期刊介绍： Biotechnology Letters is the world’s leading rapid-publication primary journal dedicated to biotechnology as a whole – that is to topics relating to actual or potential applications of biological reactions affected by microbial, plant or animal cells and biocatalysts derived from them. All relevant aspects of molecular biology, genetics and cell biochemistry, of process and reactor design, of pre- and post-treatment steps, and of manufacturing or service operations are therefore included.

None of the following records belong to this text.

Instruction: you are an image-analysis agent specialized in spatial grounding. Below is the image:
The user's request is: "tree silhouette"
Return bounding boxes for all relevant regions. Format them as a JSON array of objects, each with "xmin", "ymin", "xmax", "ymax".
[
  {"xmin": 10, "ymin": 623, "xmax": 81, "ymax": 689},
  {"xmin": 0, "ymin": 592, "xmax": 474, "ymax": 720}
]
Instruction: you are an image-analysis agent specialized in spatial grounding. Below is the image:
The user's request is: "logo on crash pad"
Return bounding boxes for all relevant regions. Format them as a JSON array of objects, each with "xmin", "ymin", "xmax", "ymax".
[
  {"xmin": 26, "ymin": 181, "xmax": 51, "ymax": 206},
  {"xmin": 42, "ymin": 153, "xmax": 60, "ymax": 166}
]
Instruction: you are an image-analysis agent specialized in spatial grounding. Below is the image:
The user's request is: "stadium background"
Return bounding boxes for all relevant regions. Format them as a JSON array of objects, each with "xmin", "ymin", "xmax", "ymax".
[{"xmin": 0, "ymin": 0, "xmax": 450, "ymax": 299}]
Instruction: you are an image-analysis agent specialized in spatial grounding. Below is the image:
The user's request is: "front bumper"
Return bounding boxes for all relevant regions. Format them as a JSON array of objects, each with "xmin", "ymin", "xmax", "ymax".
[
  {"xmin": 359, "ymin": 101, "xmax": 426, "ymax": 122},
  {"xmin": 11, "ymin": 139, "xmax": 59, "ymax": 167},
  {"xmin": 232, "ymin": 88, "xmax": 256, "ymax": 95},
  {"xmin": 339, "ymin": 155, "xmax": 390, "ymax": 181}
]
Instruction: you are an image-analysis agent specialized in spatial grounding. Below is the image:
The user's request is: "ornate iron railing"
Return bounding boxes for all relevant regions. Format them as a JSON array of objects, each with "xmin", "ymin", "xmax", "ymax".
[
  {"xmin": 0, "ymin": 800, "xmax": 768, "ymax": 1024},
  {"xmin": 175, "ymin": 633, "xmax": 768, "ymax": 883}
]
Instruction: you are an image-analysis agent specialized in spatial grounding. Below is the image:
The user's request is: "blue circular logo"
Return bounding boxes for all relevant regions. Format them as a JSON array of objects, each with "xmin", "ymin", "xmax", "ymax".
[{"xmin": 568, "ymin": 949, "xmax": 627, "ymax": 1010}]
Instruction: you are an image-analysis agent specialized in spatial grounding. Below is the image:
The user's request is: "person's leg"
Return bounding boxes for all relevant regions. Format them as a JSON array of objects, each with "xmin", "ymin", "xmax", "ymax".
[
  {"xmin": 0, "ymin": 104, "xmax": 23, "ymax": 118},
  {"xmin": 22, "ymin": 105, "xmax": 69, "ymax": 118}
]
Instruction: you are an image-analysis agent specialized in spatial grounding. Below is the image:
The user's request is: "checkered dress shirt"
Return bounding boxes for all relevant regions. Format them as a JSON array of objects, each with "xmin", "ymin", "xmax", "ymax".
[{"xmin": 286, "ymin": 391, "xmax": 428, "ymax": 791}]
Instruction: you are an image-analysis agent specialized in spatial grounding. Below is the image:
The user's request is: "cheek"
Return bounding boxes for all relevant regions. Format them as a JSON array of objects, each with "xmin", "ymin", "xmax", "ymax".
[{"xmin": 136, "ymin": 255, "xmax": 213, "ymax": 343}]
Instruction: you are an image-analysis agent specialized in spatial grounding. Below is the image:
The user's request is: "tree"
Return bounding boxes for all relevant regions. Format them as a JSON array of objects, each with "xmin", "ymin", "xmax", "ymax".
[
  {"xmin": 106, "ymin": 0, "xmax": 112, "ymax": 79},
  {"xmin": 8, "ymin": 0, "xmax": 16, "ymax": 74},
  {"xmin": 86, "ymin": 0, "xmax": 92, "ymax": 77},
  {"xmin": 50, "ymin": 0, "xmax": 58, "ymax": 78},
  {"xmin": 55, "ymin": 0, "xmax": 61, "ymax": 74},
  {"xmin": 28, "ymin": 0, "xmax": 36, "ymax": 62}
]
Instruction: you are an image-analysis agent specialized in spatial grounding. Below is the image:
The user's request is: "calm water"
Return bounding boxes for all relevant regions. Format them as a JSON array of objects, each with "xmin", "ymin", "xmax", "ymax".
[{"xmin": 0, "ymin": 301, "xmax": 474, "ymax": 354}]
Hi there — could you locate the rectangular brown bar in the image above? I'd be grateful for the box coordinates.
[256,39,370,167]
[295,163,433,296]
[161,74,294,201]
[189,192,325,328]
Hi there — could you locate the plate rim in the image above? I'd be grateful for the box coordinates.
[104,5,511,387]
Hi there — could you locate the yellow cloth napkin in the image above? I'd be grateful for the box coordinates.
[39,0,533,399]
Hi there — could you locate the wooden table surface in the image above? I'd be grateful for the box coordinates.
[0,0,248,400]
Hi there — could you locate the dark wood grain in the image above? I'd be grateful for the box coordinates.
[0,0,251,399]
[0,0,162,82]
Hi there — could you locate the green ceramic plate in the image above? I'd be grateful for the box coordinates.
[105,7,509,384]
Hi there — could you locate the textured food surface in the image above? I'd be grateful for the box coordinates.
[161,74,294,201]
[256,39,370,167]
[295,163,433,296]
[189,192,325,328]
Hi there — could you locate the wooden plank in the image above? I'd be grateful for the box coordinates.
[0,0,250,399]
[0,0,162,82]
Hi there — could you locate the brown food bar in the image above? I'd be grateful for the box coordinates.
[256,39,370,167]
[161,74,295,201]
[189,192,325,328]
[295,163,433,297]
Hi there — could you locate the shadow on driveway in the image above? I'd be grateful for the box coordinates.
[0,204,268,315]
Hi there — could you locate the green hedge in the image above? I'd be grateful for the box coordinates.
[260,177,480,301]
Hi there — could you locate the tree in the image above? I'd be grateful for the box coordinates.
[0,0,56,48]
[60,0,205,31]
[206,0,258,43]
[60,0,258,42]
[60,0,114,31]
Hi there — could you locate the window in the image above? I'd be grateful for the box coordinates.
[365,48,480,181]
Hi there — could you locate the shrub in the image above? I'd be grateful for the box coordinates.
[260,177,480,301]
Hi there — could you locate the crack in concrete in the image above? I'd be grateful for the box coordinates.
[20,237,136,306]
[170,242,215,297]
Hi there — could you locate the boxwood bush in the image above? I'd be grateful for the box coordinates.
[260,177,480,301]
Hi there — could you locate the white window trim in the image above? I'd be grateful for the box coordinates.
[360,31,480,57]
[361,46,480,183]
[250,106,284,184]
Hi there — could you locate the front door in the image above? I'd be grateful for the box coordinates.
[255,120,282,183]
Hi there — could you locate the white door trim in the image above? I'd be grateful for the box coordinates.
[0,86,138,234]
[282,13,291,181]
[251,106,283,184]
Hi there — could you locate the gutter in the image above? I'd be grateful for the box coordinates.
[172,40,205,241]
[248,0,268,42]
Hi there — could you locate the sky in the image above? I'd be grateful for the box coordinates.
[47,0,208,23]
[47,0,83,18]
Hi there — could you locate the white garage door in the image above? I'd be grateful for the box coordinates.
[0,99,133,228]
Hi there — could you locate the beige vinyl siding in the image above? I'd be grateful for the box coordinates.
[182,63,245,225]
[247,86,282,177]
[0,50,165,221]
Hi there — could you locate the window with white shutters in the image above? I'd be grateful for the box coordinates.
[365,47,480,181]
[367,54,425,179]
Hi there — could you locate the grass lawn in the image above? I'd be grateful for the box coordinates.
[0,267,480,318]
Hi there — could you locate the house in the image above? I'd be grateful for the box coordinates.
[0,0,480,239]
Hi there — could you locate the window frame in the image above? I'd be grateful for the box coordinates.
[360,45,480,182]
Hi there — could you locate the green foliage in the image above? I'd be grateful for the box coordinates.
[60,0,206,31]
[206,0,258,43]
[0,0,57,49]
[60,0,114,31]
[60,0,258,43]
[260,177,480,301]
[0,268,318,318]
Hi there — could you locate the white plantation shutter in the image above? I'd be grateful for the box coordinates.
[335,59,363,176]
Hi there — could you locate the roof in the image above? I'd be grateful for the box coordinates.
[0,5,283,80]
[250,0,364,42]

Contributions from industrial and academic laboratories are equally welcome. We also welcome contributions covering biotechnological aspects of regenerative medicine and biomaterials and also cancer biotechnology. Criteria for the acceptance of papers relate to our aim of publishing useful and informative results that will be of value to other workers in related fields. The emphasis is very much on novelty and immediacy in order to justify rapid publication of authors’ results. It should be noted, however, that we do not normally publish papers (but this is not absolute) that deal with unidentified consortia of microorganisms (e.g. as in activated sludge) as these results may not be easily reproducible in other laboratories. Papers describing the isolation and identification of microorganisms are not regarded as appropriate but such information can be appended as supporting information to a paper. Papers dealing with simple process development are usually considered to lack sufficient novelty or interest to warrant publication.